5. О конфискации книги Пильняка "Смертельное манит" (т. Троцкий).

Постановили:

а). Отложить до следующего заседания, не отменяя конфискации.

б). Обязать т.т. Рыкова, Калинина, Молотова и Каменева прочесть рассказ Пильняка "Иван да Марья", а всех членов п/б — повесть "Метель" в сборнике "Пересвет"».

Судя по всему, знакомясь с новинками литературы, Троцкий пришёл в ужас от антисоветского духа, которым были переполнены произведения Бориса Пильняка. Вот и предложил коллегам по политбюро применить в отношении писателя-критикана самые строгие меры. В том числе и немедленную конфискацию самой крамольной его книги. Коллеги не возражали. Но так как почти никто из вождей упомянутых «вредных» произведений прочесть не удосужился, пришлось нерадивых коллег «обязать». Поставив им в пример вождей «правильных»: Троцкого, Зиновьева и Сталина, которые за выходившими из печати новинками следили внимательно.

Тем временем болезнь Ленина благополучно завершилась, в октябре Владимир Ильич вернулся из Горок в Кремль и приступил к работе.

И тотчас началась заранее спланированная и тщательно подготовленная акция, которую поручили провести чекистам. Ещё в июне в Москве и в других крупных городах страны были проведены повальные обыски и аресты. А осенью ОГПУ приступило к массовой высылке из страны цвета российской интеллигенции — всех тех, кто выражал несогласие с проводимой большевиками политикой.

Булгакова эти репрессии не коснулись — «литератор со средним образованием» был ещё мало кому известен, а потому и не вызывал опасений. А между тем он уже засел за сочинение романа, в котором выплёскивал на бумагу свою нескрываемую неприязнь к творцам октябрьского переворота:

«Большевиков ненавидели ненавистью трусливой, шипящей, из-за угла, из темноты. Ненавидели все. Ненавидели днём и ночью...»

С нескрываемым удовлетворением упоминалось в романе и о том, что все только и ждали того момента...

«...когда большевиков повесят на фонарях на Театральной площади...»

30 декабря 1922 года у литературоведа Евдоксии Фёдоровны Никитиной проходил очередной «Никитинский субботник». Булгаков читал на нём главы из «Записок на манжетах». Затем Илья Сельвинский декламировал свою поэму «Рысь».

С этого момента жизненные пути Булгакова и Сельвинского станут пересекаться довольно часто. Но, странное дело, в своих записях ни один из них не оставил ни единого упоминания о встречах друг с другом.

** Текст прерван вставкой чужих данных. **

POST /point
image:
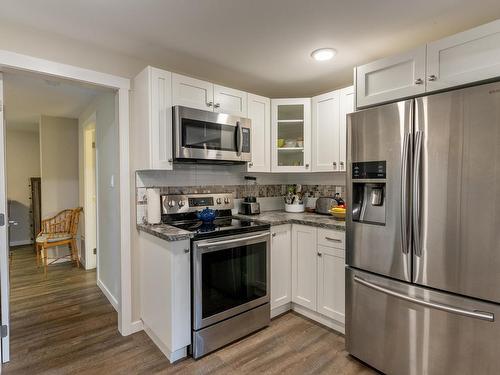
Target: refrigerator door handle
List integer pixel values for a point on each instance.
(487, 316)
(404, 194)
(416, 191)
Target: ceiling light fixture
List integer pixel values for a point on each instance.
(323, 54)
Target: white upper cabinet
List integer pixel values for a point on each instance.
(470, 56)
(192, 92)
(291, 135)
(151, 130)
(325, 132)
(230, 101)
(391, 78)
(281, 265)
(304, 265)
(346, 96)
(259, 112)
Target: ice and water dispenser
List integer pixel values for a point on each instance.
(369, 192)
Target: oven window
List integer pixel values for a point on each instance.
(208, 135)
(232, 277)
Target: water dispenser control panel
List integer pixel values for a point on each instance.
(369, 169)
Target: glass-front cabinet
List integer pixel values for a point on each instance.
(291, 135)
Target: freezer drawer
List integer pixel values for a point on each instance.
(400, 328)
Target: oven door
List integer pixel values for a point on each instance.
(230, 276)
(204, 135)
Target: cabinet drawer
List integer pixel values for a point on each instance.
(331, 238)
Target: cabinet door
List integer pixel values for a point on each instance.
(230, 101)
(304, 266)
(281, 265)
(160, 141)
(391, 78)
(259, 111)
(470, 56)
(346, 106)
(192, 92)
(325, 132)
(291, 135)
(331, 283)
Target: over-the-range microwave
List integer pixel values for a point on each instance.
(209, 136)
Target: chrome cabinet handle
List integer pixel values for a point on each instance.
(239, 138)
(416, 192)
(333, 239)
(404, 194)
(490, 317)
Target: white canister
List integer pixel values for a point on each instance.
(154, 205)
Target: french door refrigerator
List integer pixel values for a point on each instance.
(423, 234)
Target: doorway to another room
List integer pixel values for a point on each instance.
(54, 129)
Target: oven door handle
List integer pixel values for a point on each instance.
(204, 245)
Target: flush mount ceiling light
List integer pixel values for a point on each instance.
(323, 54)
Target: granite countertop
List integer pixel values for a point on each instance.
(305, 218)
(166, 232)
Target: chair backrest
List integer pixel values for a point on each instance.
(75, 219)
(65, 221)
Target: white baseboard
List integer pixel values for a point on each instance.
(172, 356)
(313, 315)
(135, 327)
(109, 296)
(320, 318)
(281, 310)
(20, 243)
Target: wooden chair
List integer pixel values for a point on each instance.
(58, 231)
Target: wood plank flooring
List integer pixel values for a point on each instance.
(65, 325)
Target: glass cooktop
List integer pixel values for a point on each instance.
(224, 226)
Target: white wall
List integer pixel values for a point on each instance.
(108, 194)
(23, 162)
(59, 164)
(59, 170)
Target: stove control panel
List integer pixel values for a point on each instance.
(183, 203)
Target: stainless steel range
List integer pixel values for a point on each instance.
(230, 270)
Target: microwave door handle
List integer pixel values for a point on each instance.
(239, 138)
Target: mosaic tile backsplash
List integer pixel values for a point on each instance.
(261, 191)
(239, 191)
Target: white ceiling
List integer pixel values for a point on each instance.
(261, 46)
(27, 96)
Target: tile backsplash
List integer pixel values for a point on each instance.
(239, 191)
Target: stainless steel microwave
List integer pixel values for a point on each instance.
(210, 136)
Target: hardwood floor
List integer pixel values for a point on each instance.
(65, 325)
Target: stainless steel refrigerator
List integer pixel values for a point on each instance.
(423, 234)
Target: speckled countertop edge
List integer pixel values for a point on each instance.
(304, 218)
(165, 232)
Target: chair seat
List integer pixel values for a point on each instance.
(53, 237)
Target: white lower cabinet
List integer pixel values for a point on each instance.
(316, 272)
(331, 283)
(304, 266)
(165, 291)
(281, 265)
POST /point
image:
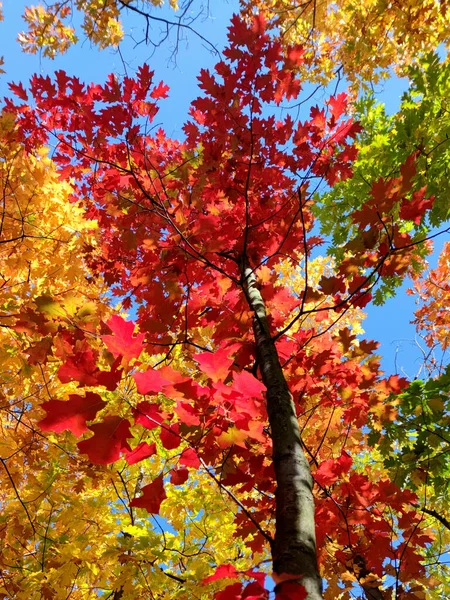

В Центральном литературном архиве сохранилась рецензия на тот вариант «Рыси», что читал Сельвинский. Приговор, который вынес этому стихотворному «венку сонетов» рецензент П.Н. Зайцев (главным образом на основании того, что его форма якобы не соответствует содержанию), был довольно суров:

«В целом поэму следует считать неудавшейся... В настоящем виде поэму печатать нельзя».

«Рысь» образца начала 20-х так никогда и не была напечатана.

А вот Булгаков имел в тот вечер все основания сказать слушателям, что читает им главы повести, принятой к публикации одним из советских издательств. Дело в том, что некоторое время тому назад он познакомился...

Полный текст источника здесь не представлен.